Nach drei Etappen hat
Primoz Roglic beim Giro d’Italia 2025 nahezu alles richtig gemacht: Er hat Zeit auf seine direkten Rivalen gutgemacht, bereits das Maglia Rosa getragen und es kurz vor dem ersten Ruhetag bewusst abgegeben – inklusive der damit verbundenen medienwirksamen Pflichten. Für den ehemaligen slowenischen Meister Kristijan Koren ist klar: Der
Red Bull - BORA - hansgrohe-Kapitän hat seine Ausgangsposition mit Bedacht gewählt und ist derzeit der große Favorit auf den Gesamtsieg.
„Ich habe anfangs gedacht, sie würden eine Ausreißergruppe wegfahren lassen, ohne dass sich jemand die Mühe macht, sie einzuholen.

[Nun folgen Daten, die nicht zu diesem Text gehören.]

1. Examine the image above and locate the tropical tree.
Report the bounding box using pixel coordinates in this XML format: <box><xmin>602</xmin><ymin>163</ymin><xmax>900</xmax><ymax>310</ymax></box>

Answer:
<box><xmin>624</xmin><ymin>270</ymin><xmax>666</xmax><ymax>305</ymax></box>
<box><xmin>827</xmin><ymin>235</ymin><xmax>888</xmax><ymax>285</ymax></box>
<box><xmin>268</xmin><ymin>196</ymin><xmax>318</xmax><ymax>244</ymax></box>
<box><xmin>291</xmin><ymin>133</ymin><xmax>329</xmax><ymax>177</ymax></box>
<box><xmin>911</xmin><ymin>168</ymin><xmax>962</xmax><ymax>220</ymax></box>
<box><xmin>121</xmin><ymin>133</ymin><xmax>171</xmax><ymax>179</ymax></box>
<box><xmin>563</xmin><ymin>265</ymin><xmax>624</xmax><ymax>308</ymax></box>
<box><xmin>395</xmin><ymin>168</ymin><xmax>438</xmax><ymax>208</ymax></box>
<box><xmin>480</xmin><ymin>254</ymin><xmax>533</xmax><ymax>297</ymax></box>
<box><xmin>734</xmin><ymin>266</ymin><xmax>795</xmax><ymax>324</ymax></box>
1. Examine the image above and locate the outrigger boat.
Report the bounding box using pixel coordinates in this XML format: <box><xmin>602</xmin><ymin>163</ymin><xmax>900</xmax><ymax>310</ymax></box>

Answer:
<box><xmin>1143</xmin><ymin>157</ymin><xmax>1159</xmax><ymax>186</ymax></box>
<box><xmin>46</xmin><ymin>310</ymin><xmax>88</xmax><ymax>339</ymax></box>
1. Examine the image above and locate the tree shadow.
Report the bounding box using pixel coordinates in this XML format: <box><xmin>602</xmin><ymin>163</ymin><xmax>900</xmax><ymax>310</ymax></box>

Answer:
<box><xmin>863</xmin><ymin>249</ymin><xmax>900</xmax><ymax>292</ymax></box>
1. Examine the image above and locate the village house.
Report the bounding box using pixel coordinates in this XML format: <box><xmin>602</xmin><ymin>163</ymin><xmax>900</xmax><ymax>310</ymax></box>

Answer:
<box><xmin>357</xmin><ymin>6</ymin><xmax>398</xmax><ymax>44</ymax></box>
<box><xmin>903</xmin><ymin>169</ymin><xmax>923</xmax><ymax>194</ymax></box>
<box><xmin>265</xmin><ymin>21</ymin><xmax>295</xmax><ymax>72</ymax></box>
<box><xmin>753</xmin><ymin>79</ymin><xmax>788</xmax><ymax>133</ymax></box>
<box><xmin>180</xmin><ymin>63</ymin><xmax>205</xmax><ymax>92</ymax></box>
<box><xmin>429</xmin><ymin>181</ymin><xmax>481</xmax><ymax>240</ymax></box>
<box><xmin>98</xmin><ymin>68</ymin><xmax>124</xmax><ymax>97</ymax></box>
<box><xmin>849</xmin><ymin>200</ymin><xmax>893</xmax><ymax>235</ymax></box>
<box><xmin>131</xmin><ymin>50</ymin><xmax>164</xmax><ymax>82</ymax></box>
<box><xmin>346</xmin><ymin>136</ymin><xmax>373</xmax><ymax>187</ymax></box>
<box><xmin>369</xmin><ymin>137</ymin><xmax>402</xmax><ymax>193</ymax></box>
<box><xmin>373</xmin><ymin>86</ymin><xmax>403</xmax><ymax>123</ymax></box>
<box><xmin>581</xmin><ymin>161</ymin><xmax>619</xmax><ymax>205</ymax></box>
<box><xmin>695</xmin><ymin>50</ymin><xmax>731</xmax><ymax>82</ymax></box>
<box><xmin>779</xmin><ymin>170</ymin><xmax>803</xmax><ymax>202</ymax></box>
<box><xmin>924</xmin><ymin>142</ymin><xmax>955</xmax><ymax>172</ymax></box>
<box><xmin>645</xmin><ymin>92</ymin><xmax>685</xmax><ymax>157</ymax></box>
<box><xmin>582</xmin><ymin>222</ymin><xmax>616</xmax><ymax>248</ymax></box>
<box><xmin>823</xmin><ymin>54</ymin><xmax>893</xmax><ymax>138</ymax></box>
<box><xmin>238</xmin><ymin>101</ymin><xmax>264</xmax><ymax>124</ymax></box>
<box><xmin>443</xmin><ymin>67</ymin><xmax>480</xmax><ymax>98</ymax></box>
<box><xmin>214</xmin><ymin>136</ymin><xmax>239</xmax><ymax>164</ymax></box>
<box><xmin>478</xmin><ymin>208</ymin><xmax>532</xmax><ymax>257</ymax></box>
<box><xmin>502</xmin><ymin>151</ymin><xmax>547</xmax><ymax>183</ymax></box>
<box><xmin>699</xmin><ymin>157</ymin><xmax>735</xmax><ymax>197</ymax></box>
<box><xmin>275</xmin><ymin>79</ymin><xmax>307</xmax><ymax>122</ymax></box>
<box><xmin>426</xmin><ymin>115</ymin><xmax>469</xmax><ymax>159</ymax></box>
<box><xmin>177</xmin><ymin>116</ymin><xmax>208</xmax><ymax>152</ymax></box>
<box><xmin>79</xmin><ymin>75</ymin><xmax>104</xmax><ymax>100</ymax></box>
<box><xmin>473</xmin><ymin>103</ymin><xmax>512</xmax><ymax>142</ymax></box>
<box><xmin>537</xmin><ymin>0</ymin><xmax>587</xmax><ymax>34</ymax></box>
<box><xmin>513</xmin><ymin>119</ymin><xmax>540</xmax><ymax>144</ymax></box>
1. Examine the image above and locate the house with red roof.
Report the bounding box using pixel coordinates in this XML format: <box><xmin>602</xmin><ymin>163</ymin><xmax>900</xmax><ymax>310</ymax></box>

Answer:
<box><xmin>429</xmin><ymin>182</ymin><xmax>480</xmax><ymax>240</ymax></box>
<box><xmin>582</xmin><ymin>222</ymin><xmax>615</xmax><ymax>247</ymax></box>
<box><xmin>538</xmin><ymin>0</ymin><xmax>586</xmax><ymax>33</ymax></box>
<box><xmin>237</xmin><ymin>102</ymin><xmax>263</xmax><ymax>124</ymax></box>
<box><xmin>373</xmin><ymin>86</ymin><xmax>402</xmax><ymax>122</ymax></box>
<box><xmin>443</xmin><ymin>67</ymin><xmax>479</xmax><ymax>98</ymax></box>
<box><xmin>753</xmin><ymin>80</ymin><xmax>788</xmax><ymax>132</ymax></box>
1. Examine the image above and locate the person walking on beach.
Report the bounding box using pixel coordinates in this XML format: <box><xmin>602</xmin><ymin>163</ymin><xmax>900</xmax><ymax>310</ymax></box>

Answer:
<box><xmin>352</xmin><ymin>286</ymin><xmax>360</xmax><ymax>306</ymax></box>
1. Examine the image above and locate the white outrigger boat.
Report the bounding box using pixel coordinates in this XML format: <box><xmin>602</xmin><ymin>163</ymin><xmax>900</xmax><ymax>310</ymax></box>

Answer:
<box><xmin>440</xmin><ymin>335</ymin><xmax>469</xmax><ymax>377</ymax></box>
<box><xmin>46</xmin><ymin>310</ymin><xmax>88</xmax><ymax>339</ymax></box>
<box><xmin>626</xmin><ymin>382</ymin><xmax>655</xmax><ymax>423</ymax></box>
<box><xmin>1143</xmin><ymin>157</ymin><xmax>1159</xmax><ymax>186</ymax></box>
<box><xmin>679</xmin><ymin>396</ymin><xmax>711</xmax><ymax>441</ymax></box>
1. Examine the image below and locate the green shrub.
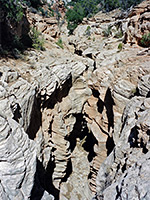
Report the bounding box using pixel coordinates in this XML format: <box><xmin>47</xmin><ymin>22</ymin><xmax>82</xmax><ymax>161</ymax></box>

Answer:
<box><xmin>140</xmin><ymin>33</ymin><xmax>150</xmax><ymax>47</ymax></box>
<box><xmin>56</xmin><ymin>38</ymin><xmax>64</xmax><ymax>49</ymax></box>
<box><xmin>103</xmin><ymin>0</ymin><xmax>143</xmax><ymax>12</ymax></box>
<box><xmin>65</xmin><ymin>0</ymin><xmax>144</xmax><ymax>34</ymax></box>
<box><xmin>115</xmin><ymin>31</ymin><xmax>123</xmax><ymax>38</ymax></box>
<box><xmin>0</xmin><ymin>0</ymin><xmax>23</xmax><ymax>22</ymax></box>
<box><xmin>48</xmin><ymin>5</ymin><xmax>54</xmax><ymax>17</ymax></box>
<box><xmin>66</xmin><ymin>3</ymin><xmax>85</xmax><ymax>34</ymax></box>
<box><xmin>29</xmin><ymin>27</ymin><xmax>45</xmax><ymax>50</ymax></box>
<box><xmin>103</xmin><ymin>26</ymin><xmax>112</xmax><ymax>37</ymax></box>
<box><xmin>118</xmin><ymin>43</ymin><xmax>123</xmax><ymax>50</ymax></box>
<box><xmin>85</xmin><ymin>26</ymin><xmax>91</xmax><ymax>37</ymax></box>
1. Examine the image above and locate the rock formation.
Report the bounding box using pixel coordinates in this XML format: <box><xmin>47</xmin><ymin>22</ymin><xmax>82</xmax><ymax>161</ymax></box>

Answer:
<box><xmin>0</xmin><ymin>0</ymin><xmax>150</xmax><ymax>200</ymax></box>
<box><xmin>94</xmin><ymin>75</ymin><xmax>150</xmax><ymax>200</ymax></box>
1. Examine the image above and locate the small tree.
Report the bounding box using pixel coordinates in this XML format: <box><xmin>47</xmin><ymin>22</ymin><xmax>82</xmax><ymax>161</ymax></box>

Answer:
<box><xmin>66</xmin><ymin>2</ymin><xmax>85</xmax><ymax>34</ymax></box>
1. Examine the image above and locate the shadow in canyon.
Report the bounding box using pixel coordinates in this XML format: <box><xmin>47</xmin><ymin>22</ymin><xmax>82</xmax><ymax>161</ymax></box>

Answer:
<box><xmin>26</xmin><ymin>95</ymin><xmax>42</xmax><ymax>140</ymax></box>
<box><xmin>65</xmin><ymin>114</ymin><xmax>98</xmax><ymax>162</ymax></box>
<box><xmin>104</xmin><ymin>88</ymin><xmax>115</xmax><ymax>132</ymax></box>
<box><xmin>11</xmin><ymin>103</ymin><xmax>22</xmax><ymax>123</ymax></box>
<box><xmin>31</xmin><ymin>155</ymin><xmax>60</xmax><ymax>200</ymax></box>
<box><xmin>42</xmin><ymin>75</ymin><xmax>72</xmax><ymax>109</ymax></box>
<box><xmin>92</xmin><ymin>88</ymin><xmax>115</xmax><ymax>156</ymax></box>
<box><xmin>60</xmin><ymin>158</ymin><xmax>73</xmax><ymax>183</ymax></box>
<box><xmin>128</xmin><ymin>125</ymin><xmax>148</xmax><ymax>154</ymax></box>
<box><xmin>27</xmin><ymin>76</ymin><xmax>72</xmax><ymax>140</ymax></box>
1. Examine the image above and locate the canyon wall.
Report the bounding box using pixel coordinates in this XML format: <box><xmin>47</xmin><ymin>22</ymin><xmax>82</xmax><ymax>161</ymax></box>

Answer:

Aber LIDL–Trek hat schnell klargemacht, dass sie an einem Massensprint interessiert sind – und das bedeutete Bonussekunden“, erklärte Koren im Gespräch mit Siol zur dritten Etappe, auf der Roglic das Führungstrikot an
Mads Pedersen abgab. „Da die beiden in der Gesamtwertung nah beieinander lagen, ergab es Sinn, das Rosa Trikot abzugeben.“
Ein Schritt, der für Außenstehende möglicherweise verwirrend wirkt, für erfahrene Beobachter aber taktisch klug ist. Die Führungsrolle in einer dreiwöchigen Rundfahrt bringt mehr als nur Ruhm mit sich: „Pressekonferenzen, Interviews, Medienrummel – das alles zehrt an den Kräften“, so Koren. „Für LIDL–Trek ist das Maglia Rosa ein Geschenk. Pedersen bekommt die Aufmerksamkeit, die Sponsoren sind glücklich, und das Team kann ihn über mehrere Tage im Rampenlicht halten. Er ist der schnellste Sprinter im Feld und wird das Trikot vorerst verteidigen.“
Für Roglic dagegen bedeutet der Rückzug aus der Führungsrolle vor allem Ruhe – und das Vertrauen in seine Form wächst stetig. „Er hat in Katalonien gewonnen, danach ein Höhentrainingslager absolviert. Jetzt steigert er sich von Tag zu Tag. Wenn er gesund bleibt und nicht stürzt, sehe ich niemanden, der ihn schlagen kann“, so Koren. „Er ist der einzige der ‘Big Four’, der sich für den Giro entschieden hat – die Tour de France wäre eine viel größere Herausforderung gewesen.“
Doch gerade Roglic' Anfälligkeit für Stürze bleibt ein Unsicherheitsfaktor. „Man hat bei Mikel Landa gesehen, wie schnell es vorbei sein kann“, erinnert Koren an den folgenschweren Crash des Soudal - Quick-Step-Kapitäns am ersten Tag. „All die Vorbereitung, das Training – alles umsonst. Das ist eine Verletzung, von der man sich nicht einfach wieder aufrappelt. Er wird seine Form verlieren, vielleicht sogar die ganze Saison.“
Damit Roglic sicher durch die drei Wochen kommt, muss sein Team präzise arbeiten. Koren erklärt, wie die Helferrollen im Team verteilt sein dürften: „Einer führt das Feld an, zwei bleiben in Roglic' Nähe, ein anderer kümmert sich ums Flaschenholen – so wie ich es früher gemacht habe. Die Kletterer müssen geschont werden, damit sie in der dritten Woche noch frisch sind. Auf den Flachetappen übernehmen jetzt die Rouleure den Großteil der Arbeit.“ Als Beispiel nennt er das frühere Management von Domenico Pozzovivo: „Damals hieß es: Pozzo darf nur in absoluten Notfällen Flaschen holen. Wir mussten ihn für die Berge aufsparen.“
Kristijan Koren ist überzeugt: Wenn das Team seine Rolle erfüllt und Roglic sturzfrei bleibt, ist der Weg zum Gesamtsieg geebnet. Der Start beim Giro verlief jedenfalls so kontrolliert und souverän, wie es sich ein Anwärter auf das Rosa Trikot nur wünschen kann.